Law schools at Oxford, Cambridge, Bristol, Birmingham and Nottingham universities, plus UCL and King's College London, are in the early stages of developing their own admissions tests. These would be replaced with a single national test under the Schwartz proposals.
Professor Schwartz was due to outline his ideas in a lecture sponsored by the OCR exam board at the Royal Society of the Arts as The Times Higher went to press.
The Sutton Trust has said it plans to conduct trials of American-style SATs, if the final report from the Schwartz group approves their introduction. But it is clarifying whether this is something the state should fund.

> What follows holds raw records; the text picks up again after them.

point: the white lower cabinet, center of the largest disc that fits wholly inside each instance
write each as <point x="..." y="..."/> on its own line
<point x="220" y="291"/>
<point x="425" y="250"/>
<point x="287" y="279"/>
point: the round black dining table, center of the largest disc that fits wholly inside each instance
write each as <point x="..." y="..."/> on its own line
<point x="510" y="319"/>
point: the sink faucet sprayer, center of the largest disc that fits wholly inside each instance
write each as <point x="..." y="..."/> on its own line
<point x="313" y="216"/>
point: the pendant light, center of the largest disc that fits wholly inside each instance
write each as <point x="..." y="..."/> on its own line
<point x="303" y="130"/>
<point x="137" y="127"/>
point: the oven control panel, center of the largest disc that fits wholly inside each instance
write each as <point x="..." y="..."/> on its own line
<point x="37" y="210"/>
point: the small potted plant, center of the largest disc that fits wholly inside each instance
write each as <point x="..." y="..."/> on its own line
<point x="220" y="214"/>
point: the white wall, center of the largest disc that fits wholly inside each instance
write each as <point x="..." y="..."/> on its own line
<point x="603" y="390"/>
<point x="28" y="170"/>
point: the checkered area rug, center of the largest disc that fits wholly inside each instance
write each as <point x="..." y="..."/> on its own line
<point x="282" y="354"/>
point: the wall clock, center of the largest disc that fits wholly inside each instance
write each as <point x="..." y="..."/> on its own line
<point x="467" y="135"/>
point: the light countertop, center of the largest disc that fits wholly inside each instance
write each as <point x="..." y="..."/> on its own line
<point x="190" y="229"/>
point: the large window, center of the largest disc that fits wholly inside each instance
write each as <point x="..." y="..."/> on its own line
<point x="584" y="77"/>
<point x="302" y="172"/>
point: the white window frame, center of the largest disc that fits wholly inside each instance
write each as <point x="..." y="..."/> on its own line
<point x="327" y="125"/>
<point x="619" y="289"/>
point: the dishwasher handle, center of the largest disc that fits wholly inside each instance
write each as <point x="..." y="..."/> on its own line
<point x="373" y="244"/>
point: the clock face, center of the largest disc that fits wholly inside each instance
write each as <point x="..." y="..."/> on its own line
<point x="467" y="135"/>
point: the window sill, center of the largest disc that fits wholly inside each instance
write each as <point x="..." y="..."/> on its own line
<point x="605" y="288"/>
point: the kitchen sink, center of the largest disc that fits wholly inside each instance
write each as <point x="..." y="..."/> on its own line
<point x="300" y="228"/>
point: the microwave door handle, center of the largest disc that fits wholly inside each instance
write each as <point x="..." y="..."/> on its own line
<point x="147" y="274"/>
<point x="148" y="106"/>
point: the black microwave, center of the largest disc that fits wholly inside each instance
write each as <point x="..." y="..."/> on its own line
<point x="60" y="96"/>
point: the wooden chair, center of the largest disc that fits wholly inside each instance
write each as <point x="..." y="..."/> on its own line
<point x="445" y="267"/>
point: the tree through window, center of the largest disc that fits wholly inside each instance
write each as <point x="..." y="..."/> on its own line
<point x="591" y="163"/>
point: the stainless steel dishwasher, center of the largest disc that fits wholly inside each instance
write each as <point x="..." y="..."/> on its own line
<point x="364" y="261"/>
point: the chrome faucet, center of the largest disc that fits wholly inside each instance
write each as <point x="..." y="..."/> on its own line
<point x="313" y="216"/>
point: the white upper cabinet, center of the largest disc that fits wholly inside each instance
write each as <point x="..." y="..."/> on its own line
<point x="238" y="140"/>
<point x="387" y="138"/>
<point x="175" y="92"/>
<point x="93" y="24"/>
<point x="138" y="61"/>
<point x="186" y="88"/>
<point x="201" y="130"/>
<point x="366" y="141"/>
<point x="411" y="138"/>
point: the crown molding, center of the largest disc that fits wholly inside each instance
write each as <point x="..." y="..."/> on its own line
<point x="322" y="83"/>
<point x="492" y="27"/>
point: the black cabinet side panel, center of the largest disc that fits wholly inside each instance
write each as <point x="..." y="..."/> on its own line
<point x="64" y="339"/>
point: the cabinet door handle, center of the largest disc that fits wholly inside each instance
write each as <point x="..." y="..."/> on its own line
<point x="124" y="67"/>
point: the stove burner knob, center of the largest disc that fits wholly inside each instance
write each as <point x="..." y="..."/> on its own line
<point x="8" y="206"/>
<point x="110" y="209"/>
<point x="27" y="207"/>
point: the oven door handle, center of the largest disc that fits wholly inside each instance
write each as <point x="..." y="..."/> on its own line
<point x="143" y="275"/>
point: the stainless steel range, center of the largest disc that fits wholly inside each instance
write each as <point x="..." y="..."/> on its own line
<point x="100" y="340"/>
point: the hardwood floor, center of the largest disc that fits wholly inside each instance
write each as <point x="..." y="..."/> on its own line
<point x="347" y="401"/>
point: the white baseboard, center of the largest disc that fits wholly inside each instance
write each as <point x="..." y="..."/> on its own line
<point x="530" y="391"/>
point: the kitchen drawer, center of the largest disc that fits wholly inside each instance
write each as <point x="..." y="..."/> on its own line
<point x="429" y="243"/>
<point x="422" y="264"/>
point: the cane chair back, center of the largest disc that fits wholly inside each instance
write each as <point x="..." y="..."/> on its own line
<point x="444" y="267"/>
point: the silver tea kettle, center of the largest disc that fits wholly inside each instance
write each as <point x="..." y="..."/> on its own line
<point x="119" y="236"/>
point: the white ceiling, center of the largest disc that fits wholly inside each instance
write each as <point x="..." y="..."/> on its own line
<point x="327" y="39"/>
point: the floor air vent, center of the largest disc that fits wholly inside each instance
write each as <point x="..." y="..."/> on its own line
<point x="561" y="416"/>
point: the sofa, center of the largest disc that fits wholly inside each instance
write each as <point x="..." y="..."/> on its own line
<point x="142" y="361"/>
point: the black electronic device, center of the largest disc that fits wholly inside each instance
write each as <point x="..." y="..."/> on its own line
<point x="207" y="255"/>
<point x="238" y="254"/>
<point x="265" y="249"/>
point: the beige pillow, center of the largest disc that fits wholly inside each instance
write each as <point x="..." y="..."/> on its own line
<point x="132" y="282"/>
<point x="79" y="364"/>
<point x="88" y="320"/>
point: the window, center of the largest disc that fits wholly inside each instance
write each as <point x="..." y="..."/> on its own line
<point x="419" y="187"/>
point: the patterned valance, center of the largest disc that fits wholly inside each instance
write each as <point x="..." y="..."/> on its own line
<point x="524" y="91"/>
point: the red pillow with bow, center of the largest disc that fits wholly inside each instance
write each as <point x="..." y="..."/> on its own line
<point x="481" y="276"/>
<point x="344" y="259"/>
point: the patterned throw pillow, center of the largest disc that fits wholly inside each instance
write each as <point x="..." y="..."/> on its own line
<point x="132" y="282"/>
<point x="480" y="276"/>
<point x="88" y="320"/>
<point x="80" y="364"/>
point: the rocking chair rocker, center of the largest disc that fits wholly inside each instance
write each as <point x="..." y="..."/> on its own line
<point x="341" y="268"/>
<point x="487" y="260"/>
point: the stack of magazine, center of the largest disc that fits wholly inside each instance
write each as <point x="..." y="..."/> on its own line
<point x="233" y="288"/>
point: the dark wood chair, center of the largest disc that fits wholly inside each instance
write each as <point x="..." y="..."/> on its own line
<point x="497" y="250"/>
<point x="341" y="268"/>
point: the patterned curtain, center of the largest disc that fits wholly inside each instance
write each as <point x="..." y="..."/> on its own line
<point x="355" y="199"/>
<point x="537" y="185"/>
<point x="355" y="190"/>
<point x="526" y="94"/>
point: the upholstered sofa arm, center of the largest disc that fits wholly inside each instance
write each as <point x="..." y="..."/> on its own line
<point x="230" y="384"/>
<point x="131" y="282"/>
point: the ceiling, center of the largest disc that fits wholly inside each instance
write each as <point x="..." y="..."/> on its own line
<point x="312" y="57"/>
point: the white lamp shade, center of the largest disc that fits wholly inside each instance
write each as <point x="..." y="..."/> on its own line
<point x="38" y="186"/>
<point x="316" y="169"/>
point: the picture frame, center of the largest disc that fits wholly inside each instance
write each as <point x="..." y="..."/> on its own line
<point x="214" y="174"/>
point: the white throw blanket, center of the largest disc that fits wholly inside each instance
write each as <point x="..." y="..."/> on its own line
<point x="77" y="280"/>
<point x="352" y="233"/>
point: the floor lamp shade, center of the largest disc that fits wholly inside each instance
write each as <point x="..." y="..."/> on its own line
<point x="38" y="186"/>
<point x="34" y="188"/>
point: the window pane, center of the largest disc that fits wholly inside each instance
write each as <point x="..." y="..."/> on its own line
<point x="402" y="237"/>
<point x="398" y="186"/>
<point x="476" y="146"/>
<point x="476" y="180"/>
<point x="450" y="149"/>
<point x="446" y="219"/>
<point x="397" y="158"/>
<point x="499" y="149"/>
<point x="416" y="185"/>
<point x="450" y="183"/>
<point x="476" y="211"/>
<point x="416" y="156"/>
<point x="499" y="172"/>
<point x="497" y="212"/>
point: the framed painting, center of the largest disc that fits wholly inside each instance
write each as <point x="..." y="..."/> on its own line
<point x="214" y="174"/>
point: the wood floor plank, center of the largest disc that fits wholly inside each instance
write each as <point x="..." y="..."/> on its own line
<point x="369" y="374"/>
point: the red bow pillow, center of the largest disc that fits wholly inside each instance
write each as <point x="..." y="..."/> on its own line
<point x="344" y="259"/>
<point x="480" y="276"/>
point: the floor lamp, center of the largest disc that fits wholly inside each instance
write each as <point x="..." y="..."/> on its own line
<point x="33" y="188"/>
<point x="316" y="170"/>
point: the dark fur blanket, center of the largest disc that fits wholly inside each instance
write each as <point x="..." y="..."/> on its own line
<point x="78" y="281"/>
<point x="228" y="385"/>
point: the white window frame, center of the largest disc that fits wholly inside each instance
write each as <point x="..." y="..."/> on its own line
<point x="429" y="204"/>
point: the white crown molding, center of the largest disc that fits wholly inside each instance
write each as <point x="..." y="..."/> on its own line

The Higher Education Funding Council for England is also planning to assess the effectiveness of SATs by combining test scores with its administrative data and tracking the students through to graduation.
Publication of the Schwartz group's recommendations has been delayed by a month while legal advice is taken on some of the recommendations.
Positive discrimination in favour of certain groups is likely to be ruled out as illegal, but certain individuals, judged on a case-by-case basis, could still be made lower entry offers than others.
The report is expected on April 5.
HOW ACCESS WORKS IN THE US
US high school students will sit a new SAT in spring 2005, building on the tests that have been a mainstay for university admissions for decades.
Administered by the College Board, a non-profit membership association founded in 1900, the SAT is taken by those in their final years at high school.
It is a reasoning test in two parts. SAT 1 is a three-hour test that measures verbal and mathematical reasoning skills.
SAT II is a one-hour, mostly multiple-choice, test measuring how much students know about a particular academic subject and how they can apply that knowledge. There are 22 subject tests.
The new SAT also has a third component - a student essay.
Most university-based affirmative-action programmes have been aimed to encourage ethnic groups into academic programmes, often leading to professions in which they are historically underrepresented, such as law.
These programmes are unpopular with displaced white applicants and rightwing administrations, but last year's Supreme Court decision in the case of Michigan University allowed them to continue.
There are Numerous schemes, of which the most significant is the $298 million (£164 million) Gear Up programme of discretionary grants designed to increase the proportion of low-income students going on to post-secondary education.